Could the Earth be ejected when the sun burns out? My younger brother came home from school today and told us at the dinner table that when the sun burns out the Earth could be ejected from its orbit.  Skeptical, I asked his source.  He quoted his teacher and 'scientists'.
I've since googled if such a thing could happen without much luck - I haven't been able to locate or identify those scientists.  Using my own rather rudimentary understanding of physics I don't believe this could happen. If we believe this source then the sun will have the majority of its mass when it burns out, leaving the gravitational effects largely unchanged (or surely not enough to eject our planet).
My question is - is there a way that the earth could conceivably be ejected from the solar system when the sun burns out?
 A: There doesn't seem to be any large possibility of the earth wandering space unattached to (the remnants) of the Sun.
Scientific American covered Earth's long-term fate in 2008
The Sun Will Eventually Engulf Earth--Maybe

Although scientists agree on the sun’s future, they disagree about what will happen to Earth. Since 1924, when British mathematician James Jeans first considered Earth’s fate during the sun’s red giant phase, a bevy of scientists have reached oscillating conclusions. In some scenarios, our planet escapes vaporization; in the latest analyses, however, it does not.
The answer is not straightforward, because although the sun will expand beyond Earth’s orbit, or one astronomical unit (AU), it will lose mass along the way. As a result, Earth should drift outward as the gravitational tug lessens over time. (At its maximum radius of 1.2 AU, the sun will have lost about one third of its mass, compared with its current heft.) In this way, Earth could escape solar envelopment.
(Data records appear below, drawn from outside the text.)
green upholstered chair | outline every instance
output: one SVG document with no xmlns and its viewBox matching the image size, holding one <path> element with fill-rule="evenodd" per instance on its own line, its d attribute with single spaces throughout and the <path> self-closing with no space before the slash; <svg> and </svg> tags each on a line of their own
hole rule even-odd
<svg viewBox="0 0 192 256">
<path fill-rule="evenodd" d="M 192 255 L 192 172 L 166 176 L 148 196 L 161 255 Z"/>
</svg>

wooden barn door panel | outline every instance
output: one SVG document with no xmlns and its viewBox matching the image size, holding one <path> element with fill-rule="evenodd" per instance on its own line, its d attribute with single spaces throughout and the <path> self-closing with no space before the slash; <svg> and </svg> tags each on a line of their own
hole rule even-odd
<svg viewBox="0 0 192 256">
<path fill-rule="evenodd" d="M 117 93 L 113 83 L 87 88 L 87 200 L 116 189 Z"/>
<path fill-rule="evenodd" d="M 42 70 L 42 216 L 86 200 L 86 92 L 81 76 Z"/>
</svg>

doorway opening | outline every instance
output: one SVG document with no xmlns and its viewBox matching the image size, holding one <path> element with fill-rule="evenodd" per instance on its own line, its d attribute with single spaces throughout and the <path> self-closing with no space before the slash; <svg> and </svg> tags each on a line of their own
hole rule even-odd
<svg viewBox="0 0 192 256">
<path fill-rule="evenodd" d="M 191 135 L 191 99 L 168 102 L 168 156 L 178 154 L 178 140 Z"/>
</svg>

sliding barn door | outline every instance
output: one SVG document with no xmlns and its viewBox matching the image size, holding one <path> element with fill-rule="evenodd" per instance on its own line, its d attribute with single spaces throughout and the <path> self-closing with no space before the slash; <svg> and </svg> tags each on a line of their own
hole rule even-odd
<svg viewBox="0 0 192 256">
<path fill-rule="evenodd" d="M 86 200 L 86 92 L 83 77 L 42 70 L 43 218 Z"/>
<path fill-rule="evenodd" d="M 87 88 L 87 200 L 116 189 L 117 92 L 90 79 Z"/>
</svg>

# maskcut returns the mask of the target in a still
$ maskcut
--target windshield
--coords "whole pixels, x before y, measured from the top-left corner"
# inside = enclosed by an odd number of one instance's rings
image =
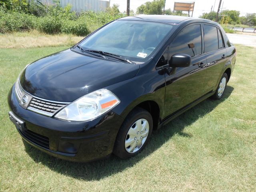
[[[92,34],[79,46],[84,50],[102,51],[145,62],[174,28],[170,24],[118,20]]]

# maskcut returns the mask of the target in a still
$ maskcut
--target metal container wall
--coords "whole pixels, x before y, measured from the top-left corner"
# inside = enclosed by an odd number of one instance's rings
[[[41,0],[45,4],[54,4],[53,0]],[[109,1],[101,0],[60,0],[60,5],[63,8],[68,4],[72,5],[71,11],[80,12],[92,10],[94,12],[105,11],[109,7]]]

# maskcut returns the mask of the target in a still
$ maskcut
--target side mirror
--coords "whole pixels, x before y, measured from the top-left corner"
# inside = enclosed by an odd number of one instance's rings
[[[191,57],[186,54],[178,53],[174,54],[171,58],[169,66],[172,68],[187,67],[191,64]]]

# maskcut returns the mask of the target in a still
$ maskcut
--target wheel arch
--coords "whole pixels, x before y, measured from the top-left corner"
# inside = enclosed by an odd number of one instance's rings
[[[227,75],[228,75],[228,82],[230,76],[231,76],[231,69],[230,68],[228,68],[225,70],[223,73],[226,73]]]

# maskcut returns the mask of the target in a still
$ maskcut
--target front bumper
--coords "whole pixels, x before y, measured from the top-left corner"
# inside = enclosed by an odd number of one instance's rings
[[[86,122],[61,120],[24,109],[14,91],[13,86],[8,96],[9,116],[30,145],[52,156],[76,162],[101,159],[112,153],[124,120],[114,112]]]

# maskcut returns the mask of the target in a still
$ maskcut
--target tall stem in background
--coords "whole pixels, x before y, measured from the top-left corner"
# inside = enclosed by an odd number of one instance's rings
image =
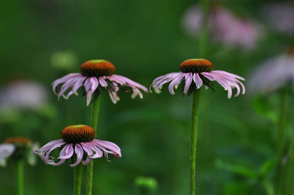
[[[99,114],[99,108],[101,95],[99,94],[93,103],[91,118],[91,127],[95,132],[97,130],[97,123]],[[93,183],[93,161],[91,160],[87,166],[87,184],[86,185],[86,195],[91,195],[92,184]]]
[[[191,128],[191,143],[190,147],[190,194],[195,194],[195,167],[196,163],[196,143],[197,127],[200,89],[195,89],[193,93],[192,102],[192,126]]]
[[[17,190],[18,195],[24,195],[24,161],[17,162]]]
[[[281,97],[280,116],[278,123],[278,162],[276,177],[276,194],[280,194],[282,184],[282,160],[285,150],[285,121],[286,105],[288,95],[288,85],[286,84],[283,90]]]
[[[74,195],[81,194],[81,184],[82,183],[82,174],[83,164],[80,163],[74,167]]]

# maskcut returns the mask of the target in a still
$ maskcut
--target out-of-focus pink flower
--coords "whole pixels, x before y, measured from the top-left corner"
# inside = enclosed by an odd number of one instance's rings
[[[35,81],[15,81],[0,89],[0,108],[35,109],[46,103],[47,93],[45,88]]]
[[[214,8],[208,16],[209,32],[213,40],[230,47],[253,49],[262,34],[262,28],[257,22],[237,17],[224,8]],[[184,28],[189,34],[197,35],[203,26],[203,18],[200,7],[192,6],[184,14]]]
[[[270,93],[292,82],[294,87],[294,56],[283,55],[263,62],[250,74],[250,93]]]
[[[186,94],[199,89],[204,84],[207,88],[211,86],[212,83],[216,81],[228,91],[228,98],[230,98],[233,94],[232,89],[236,88],[237,92],[234,95],[236,97],[245,93],[245,87],[238,79],[245,80],[240,76],[222,70],[213,70],[213,66],[211,62],[204,59],[190,59],[184,61],[180,65],[181,72],[172,73],[157,77],[154,79],[150,87],[150,92],[152,88],[156,93],[160,93],[162,85],[170,81],[168,90],[172,95],[175,94],[175,89],[183,82],[183,92]],[[241,89],[239,85],[241,86]]]
[[[294,33],[294,6],[283,3],[265,6],[261,14],[273,28],[292,35]]]
[[[71,125],[65,128],[60,134],[62,139],[48,143],[35,154],[42,153],[41,158],[46,164],[58,166],[68,159],[71,159],[71,167],[75,167],[81,162],[88,164],[92,159],[104,157],[108,161],[108,154],[114,158],[121,157],[121,149],[111,142],[94,138],[96,133],[87,125]],[[50,154],[56,149],[61,150],[59,156],[55,158]]]

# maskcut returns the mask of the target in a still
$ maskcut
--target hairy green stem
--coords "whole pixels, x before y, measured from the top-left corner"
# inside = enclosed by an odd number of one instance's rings
[[[282,184],[282,160],[285,150],[285,121],[288,85],[286,84],[283,90],[281,97],[280,116],[278,123],[278,162],[275,178],[275,192],[277,195],[281,194]]]
[[[99,114],[99,108],[101,98],[101,94],[98,95],[93,103],[91,118],[91,127],[95,131],[97,130],[97,123]],[[87,166],[87,184],[86,185],[86,195],[91,195],[93,183],[93,161],[91,160]]]
[[[80,195],[81,194],[81,184],[82,183],[82,173],[83,164],[82,163],[80,163],[74,167],[74,195]]]
[[[192,126],[191,128],[191,143],[190,147],[190,195],[195,194],[195,167],[196,165],[196,143],[197,127],[200,89],[195,89],[193,93],[192,102]]]
[[[17,191],[18,195],[24,195],[24,161],[17,162]]]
That's escape envelopment, not escape orbit.

According to space.com
Long Shot: Planet Could Hit Earth in Distant Future
Collisions between planets might conceivably lead to the ejection of Earth from orbit

And as the sun ages, it is expected to swell and lose mass; previous studies have shown that could have significant effects on the planets in the next 7 billion years or so. Earth might be vaporized when this happens, or it might ? with a gravitational assist from a passing star ? be booted right out of the solar system. A study in 2001 by Laughlin, then at NASA, and Fred Adams of the University of Michigan put the odds of the Earth being ejected at one-in-100,000.